Initially, Indonesia denied that it was being used as a base by Jemmah Islamiya terrorists with connections to al Qaeda in Afghanistan. But that all changed October 12, 2002, when an explosion at a Bali nightclub killed 202 people, followed by terrorist attacks on the Australian Embassy in Jakarta and attacks on Western businesses on other islands.

With the help of American, Australian and international police organizations, the Indonesian government increased the powers of its civilian police to crack down on terrorists and last year adopted emergency decrees.
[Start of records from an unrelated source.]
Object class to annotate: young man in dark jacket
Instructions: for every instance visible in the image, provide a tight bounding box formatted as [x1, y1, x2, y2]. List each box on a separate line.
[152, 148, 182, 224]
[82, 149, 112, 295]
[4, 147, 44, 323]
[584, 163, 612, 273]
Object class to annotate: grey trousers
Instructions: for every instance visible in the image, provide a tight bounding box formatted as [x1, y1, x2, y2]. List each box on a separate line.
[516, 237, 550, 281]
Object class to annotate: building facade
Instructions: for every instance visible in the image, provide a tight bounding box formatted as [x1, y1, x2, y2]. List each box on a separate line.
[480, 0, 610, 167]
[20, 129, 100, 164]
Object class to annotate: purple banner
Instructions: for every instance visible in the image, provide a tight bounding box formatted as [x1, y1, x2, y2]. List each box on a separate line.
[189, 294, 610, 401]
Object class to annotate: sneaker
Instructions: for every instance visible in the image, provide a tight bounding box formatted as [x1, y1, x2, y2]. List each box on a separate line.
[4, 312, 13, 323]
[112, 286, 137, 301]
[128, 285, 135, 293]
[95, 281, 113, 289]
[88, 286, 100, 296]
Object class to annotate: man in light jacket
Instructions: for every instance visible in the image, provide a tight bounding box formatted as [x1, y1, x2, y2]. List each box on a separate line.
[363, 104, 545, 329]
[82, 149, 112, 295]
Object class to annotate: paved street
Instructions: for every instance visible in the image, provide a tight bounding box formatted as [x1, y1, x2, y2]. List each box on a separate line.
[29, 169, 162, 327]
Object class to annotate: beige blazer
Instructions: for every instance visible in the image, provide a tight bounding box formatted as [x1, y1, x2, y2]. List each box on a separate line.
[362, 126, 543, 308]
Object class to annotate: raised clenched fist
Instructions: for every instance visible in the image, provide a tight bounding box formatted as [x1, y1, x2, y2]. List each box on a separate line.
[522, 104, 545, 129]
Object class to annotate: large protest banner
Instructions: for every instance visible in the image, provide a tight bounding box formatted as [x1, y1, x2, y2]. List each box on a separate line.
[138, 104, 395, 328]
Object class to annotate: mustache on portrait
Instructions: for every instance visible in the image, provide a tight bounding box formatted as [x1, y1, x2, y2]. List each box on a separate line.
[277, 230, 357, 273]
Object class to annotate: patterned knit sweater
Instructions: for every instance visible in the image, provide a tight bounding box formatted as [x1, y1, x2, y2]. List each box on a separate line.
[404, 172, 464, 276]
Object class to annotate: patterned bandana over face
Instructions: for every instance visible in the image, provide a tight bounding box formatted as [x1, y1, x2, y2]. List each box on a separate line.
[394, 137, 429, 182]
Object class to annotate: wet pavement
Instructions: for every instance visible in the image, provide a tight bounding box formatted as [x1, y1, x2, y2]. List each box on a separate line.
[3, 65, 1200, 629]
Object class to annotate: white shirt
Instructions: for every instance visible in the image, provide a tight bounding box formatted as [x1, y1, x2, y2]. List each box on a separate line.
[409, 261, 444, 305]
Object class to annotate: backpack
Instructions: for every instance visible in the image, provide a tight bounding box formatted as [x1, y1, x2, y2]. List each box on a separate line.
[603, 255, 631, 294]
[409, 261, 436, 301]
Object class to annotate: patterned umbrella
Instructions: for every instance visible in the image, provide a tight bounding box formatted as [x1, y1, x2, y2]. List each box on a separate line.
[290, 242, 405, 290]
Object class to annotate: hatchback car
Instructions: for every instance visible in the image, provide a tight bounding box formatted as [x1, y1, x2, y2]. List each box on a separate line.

The United States funneled $17 million into programs to train police and establish an Indonesian counter-terrorism unit responsible for rounding up 109 terrorists blamed for the violence.

Congress has blocked Bush administration proposals to expand that funding to include Indonesia's military forces. The Clinton administration stopped all direct US military assistance, including spare parts for Indonesia's F-16 jets, after the military led a crackdown against the independence movement in East Timor in 1999.

Terrorist analysts with the Center for Defense Information in Washington estimate there are more than 10,000 members of the militant Muslim group Laskar Jihad operating in Indonesia.

Karen Orenstein, Washington coordinator for the East Timor Action Network, a group composed of human rights groups lobbying against any new military aid, said reforms of the Indonesian military needs to be in place before America commits to giving the country any new weaponry.

She said people responsible for violations of human rights in East Timor and other human rights violations remain in control of the country's military.

Despite political reforms in Indonesia, the military raises much of its income from a range of illegal and semi-legal means, including prostitution, drug dealing, logging and trafficking in people, she said.

"All military assistance should be withheld until there is justice for human rights," she said.

Dana Dillon, an analyst with the conservative Heritage Foundation, said there has been "an extraordinary transition" in Indonesia's politics in the last six years. Since Indonesia deposed the dictator Suharto in 1997, it has adopted dramatic political reforms that produced the third free election held since Indonesia declared independence from the Netherlands in 1945. The new government takes office October 20.

Dillon said the United States should link any resumption of direct military aid to continued success with the reform program, and ensure that any assistance is withheld if there is backsliding.